On n'a pas fait autant de chèques dans tous les pays pour financer le niveau énergétique. Le gouvernement justifie ça par le fait que, malgré tout, même si on est plus élevés qu'avant la crise ukrainienne, les prix de l'électricité ont tendance à se stabiliser. La commission de régulation de l'énergie a dit que sur l'année 2026, a priori, ce qui est l'ancien tarif devrait rester relativement stable.

Certes, un peu plus cher qu'avant, mais c'est aussi pour ça que le gouvernement, même si Bruno avait raison dans son explication...

Ca donne l'impression d'aller chercher des bouts de ficelle un peu partout, et pas toujours très judicieusement. Au bout, on se dit que 63 euros de taxe foncière, là, un chèque relativement important, ça a un impact sur le budget. - A.Casse: On sait si le gouvernement est prêt à reculer sur la hausse de la taxe foncière?

Quand il annonce une consultation flash, c'est une façon de commencer à préparer les esprits? - B.Jeudy: Ca ressemble à une mise sur pause.

En plus, on en a beaucoup parlé. Les élus vont aller en circonscription ce week-end. Ca va un peu râler.

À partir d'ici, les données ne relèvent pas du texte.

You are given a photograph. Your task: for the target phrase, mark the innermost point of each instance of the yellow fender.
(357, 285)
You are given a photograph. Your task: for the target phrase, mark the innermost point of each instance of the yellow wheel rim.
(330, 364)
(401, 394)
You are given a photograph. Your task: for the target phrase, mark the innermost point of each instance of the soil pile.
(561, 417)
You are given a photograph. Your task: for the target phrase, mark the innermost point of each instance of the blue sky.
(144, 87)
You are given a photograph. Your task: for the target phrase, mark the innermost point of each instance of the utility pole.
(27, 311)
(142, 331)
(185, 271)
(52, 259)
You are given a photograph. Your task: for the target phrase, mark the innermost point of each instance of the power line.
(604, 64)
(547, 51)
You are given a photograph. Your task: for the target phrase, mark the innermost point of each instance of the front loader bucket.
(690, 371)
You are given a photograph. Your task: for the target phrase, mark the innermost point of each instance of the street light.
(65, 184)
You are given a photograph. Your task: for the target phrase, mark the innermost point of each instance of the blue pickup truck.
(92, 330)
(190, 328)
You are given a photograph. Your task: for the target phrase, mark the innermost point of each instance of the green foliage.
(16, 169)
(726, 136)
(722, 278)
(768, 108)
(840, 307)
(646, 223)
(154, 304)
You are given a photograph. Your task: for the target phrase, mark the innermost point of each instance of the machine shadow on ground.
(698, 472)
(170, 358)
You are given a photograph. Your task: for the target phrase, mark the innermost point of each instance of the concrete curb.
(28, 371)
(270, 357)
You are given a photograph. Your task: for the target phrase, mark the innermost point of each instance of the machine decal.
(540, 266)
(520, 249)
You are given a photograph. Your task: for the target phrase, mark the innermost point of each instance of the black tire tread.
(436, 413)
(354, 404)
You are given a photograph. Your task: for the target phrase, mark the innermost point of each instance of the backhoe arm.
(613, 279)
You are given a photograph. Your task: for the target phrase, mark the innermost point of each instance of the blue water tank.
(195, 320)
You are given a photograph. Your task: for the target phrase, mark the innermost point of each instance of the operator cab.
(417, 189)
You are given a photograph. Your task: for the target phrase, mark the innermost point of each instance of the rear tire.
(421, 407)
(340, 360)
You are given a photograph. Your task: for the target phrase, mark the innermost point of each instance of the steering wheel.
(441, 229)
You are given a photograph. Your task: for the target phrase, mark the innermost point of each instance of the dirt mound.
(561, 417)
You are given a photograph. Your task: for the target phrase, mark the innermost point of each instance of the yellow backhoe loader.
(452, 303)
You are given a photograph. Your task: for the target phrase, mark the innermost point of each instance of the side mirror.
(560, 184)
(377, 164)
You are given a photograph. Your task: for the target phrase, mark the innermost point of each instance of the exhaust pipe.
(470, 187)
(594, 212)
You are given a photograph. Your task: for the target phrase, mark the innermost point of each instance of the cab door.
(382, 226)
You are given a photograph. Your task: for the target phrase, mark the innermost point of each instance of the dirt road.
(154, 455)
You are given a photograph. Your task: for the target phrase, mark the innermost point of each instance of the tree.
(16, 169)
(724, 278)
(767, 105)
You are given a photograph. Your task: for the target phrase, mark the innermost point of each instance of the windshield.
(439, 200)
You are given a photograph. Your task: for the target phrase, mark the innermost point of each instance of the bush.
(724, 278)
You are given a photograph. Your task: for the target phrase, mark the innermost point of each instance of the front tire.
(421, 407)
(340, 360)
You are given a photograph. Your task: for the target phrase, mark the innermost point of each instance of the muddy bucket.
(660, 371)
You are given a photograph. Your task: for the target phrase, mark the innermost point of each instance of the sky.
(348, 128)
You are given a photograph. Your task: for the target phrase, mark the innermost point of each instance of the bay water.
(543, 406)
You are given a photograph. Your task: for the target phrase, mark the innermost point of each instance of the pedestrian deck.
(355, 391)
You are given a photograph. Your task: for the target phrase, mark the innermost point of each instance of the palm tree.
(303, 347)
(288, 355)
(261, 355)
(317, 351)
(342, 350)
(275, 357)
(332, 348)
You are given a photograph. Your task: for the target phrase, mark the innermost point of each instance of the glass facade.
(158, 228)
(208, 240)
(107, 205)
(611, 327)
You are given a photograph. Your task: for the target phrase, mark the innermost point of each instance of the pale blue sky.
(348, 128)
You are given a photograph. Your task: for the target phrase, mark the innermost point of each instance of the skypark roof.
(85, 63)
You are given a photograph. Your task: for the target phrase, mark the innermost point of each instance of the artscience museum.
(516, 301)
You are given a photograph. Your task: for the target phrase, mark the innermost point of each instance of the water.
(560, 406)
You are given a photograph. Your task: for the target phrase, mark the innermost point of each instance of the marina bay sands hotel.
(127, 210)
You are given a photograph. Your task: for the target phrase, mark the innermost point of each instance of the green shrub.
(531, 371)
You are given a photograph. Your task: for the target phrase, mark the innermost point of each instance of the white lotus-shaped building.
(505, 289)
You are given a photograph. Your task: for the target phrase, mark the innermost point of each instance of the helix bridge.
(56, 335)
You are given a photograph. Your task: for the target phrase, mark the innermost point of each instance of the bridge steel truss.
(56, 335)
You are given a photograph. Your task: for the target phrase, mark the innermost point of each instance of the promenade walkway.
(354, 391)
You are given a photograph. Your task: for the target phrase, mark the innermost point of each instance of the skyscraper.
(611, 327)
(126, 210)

Ca fait partie des choses qui descendent jusqu'aux Français. Globalement, ce budget, ils ont du mal à y voir clair. Même nous, on a du mal.

De toute façon, le gouvernement est un peu coincé. Il y aura des mauvaises nouvelles. Cette mesure sur le chèque énergie, c'est vraiment ce qui a mis la France dans le rouge, d'où ces chèques.

Toute cette politique, c'est ce qui doit être arrêté. C'est facile à dire de manière macroéconomique...

C'est plus compliqué dans le détail des situations de gens en grande précarité. - A.Casse: Il faudrait peut-être une mesure plus ciblée? - S.Fay: Il y a un micmac administratif, un double micmac sur le chèque énergie.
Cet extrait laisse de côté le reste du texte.